I’ve been reading Saul’s investing knowledge base:
http://discussion.fool.com/a-new-improved-revised-knowledgebase-…

It’s a great read.

Dividing P/E by 1YR earnings growth seems like a great metric to add for screening, but where do you guys get this data besides the financial filings?

I used to be able to get exports from Finviz.com, which has a lot of metrics including earnings growth (current year). But they made the export feature a paid elite feature, so I don’t have a good source for the data any more.

-----
Invest wisely my friends
CMFSoloFool
Ticker Guide: NTGR and OTEX

Dividing P/E by 1YR earnings growth seems like a great metric to add for screening, but where do you guys get this data besides the financial filings?

Hi SoloFool,
Go to the company investor relations website and look at the last 4 quarters press releases. Each will give the adjusted earnings and the earnings for the quarter the year before. Then you add the last four for trailing earnings, and the four before for the comparison, and there you have it.

Welcome to the board

Saul

1 Like

And it shouldn’t take more than 5 minutes.
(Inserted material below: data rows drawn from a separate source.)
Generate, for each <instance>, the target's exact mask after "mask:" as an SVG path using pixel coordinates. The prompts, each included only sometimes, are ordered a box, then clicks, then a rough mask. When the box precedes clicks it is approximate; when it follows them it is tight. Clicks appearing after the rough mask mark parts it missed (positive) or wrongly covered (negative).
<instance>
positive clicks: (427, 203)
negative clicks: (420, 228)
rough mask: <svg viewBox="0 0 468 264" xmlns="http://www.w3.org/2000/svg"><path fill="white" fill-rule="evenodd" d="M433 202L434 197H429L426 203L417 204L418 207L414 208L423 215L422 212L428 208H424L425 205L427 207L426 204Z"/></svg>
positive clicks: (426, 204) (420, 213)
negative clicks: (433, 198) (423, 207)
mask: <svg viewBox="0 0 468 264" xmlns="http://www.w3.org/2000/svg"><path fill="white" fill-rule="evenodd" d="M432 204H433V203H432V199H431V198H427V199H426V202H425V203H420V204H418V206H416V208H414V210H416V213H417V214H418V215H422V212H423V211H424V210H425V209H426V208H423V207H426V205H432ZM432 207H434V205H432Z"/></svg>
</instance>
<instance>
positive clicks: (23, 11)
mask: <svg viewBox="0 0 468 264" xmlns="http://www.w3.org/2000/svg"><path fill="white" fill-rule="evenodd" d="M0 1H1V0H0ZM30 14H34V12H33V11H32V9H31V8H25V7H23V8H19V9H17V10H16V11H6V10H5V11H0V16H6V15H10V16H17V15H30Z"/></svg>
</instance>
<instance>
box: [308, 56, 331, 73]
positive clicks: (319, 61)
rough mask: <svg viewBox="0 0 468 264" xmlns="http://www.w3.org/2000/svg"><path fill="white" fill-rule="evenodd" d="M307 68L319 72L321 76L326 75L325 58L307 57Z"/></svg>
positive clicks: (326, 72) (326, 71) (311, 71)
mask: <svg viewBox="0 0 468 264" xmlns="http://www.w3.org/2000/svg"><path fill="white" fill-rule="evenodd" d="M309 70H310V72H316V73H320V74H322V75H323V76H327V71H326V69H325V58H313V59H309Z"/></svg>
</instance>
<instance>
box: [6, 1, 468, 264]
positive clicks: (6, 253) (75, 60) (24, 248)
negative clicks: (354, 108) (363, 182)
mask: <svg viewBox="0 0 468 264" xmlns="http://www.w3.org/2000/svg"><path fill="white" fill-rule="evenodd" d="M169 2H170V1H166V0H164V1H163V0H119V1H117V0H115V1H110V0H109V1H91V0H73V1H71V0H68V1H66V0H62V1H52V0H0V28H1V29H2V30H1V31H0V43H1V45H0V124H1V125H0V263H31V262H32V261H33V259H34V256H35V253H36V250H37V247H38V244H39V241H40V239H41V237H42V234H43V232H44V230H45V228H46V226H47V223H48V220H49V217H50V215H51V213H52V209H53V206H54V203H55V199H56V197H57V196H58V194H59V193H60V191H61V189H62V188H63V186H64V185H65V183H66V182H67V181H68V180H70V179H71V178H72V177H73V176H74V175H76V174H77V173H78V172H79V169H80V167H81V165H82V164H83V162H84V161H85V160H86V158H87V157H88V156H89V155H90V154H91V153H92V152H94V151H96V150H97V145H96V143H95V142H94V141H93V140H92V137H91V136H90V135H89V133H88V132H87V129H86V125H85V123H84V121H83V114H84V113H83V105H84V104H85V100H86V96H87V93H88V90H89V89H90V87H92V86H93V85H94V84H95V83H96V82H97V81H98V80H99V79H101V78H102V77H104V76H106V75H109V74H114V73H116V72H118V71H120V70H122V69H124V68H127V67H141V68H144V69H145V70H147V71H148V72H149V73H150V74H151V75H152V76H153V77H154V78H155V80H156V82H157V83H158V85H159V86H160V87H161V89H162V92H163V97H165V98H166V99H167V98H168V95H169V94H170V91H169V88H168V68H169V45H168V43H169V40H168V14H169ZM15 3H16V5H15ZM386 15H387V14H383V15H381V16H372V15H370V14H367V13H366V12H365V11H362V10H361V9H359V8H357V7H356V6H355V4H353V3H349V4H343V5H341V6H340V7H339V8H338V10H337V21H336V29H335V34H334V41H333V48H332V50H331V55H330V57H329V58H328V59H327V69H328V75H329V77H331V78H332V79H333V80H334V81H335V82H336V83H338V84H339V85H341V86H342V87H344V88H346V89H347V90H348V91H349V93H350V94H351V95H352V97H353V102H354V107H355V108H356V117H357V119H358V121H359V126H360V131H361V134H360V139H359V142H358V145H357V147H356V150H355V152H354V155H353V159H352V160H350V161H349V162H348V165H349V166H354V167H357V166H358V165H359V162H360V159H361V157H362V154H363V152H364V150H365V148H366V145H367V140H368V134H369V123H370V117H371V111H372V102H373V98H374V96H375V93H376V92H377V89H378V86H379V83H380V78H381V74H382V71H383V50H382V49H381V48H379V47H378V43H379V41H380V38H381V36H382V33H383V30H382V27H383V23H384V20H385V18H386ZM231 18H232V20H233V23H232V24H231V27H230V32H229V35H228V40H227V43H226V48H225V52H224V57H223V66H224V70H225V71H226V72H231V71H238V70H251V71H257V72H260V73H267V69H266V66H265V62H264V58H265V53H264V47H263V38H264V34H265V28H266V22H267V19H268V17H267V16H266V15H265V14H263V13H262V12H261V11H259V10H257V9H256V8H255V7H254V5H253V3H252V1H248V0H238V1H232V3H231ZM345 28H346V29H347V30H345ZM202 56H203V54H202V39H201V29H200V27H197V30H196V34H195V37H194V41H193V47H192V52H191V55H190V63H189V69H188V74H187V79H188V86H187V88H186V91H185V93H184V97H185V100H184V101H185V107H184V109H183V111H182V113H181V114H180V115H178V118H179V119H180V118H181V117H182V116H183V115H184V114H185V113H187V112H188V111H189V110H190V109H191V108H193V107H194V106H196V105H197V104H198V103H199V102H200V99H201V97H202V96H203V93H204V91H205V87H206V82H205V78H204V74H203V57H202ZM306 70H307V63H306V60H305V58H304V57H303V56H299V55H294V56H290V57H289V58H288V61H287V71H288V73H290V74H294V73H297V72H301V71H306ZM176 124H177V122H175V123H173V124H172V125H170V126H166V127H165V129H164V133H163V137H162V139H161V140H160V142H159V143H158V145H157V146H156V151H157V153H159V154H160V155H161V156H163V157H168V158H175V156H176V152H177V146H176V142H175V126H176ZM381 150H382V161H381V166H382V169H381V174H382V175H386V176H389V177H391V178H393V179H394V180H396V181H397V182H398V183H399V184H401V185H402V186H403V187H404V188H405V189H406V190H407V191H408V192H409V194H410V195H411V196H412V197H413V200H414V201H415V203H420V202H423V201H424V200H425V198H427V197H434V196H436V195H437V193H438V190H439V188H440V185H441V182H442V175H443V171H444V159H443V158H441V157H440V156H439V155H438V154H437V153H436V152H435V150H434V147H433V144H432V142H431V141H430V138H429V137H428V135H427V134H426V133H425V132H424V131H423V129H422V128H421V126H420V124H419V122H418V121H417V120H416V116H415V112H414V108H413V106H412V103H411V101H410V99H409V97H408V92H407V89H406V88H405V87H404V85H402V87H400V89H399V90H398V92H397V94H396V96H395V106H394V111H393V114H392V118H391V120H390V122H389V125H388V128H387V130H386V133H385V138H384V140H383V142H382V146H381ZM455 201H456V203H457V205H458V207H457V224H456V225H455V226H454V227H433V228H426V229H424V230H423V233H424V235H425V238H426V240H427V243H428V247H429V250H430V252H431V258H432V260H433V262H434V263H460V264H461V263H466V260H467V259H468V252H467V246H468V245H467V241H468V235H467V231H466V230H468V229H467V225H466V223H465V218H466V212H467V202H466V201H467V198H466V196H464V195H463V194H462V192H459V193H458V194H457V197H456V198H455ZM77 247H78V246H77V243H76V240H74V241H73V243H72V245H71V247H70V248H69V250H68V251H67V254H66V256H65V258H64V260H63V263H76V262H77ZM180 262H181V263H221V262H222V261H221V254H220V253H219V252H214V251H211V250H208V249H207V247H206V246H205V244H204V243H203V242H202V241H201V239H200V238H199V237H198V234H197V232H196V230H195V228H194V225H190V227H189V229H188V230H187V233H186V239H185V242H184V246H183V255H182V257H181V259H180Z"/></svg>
Thanks Saul. I was hoping there was an easier way to get the data, but maybe not.

-----
Invest wisely my friends
CMFSoloFool
Ticker Guide: NTGR and OTEX

The trick is that each press release gives you two data points, one for this quarter, and one for the quarter a year before, so you only need four.

1 Like

Reuters. Apple example:

http://www.reuters.com/finance/stocks/financialHighlights?sy…

-Chris

Chris this looks a useful summary page but please note the earnings here are a mixed affair. The stated EPS are GAAP rather than non-GAAP (I think Saul may use non GAAP - I certainly do). However the consensus EPS on the page are Non-GAAP which they don’t make clear.

Cheers
Ant

Saul definitely uses non-GAAP. There’s a section in the database on Adjusted vs GAAP Earnings. It’s a good read.

Also, don’t think it’s in the database, but in past discussions many people noticed most financial websites (e.g. Yahoo! Finance, MSN Money) did not distinguish between GAAP and non-GAAP earnings or just had completely wrong numbers to begin with. This is why Saul advocates so strongly for getting the numbers directly from a company’s website. By pulling numbers from a company’s own website you can actually calculate an accurate P/E too, which is also a figure you shouldn’t blindly pull from financial sites.

The first time I did this, it probably took me 30 minutes or more. I was like, this stuff is for the dogs. But, true to Saul’s word, I have gotten much more adept at it and it now probably takes me ten minutes or so to record all the numbers I need. The cool thing is that once you do this once for a company, you only have to update your calculations once a quarter.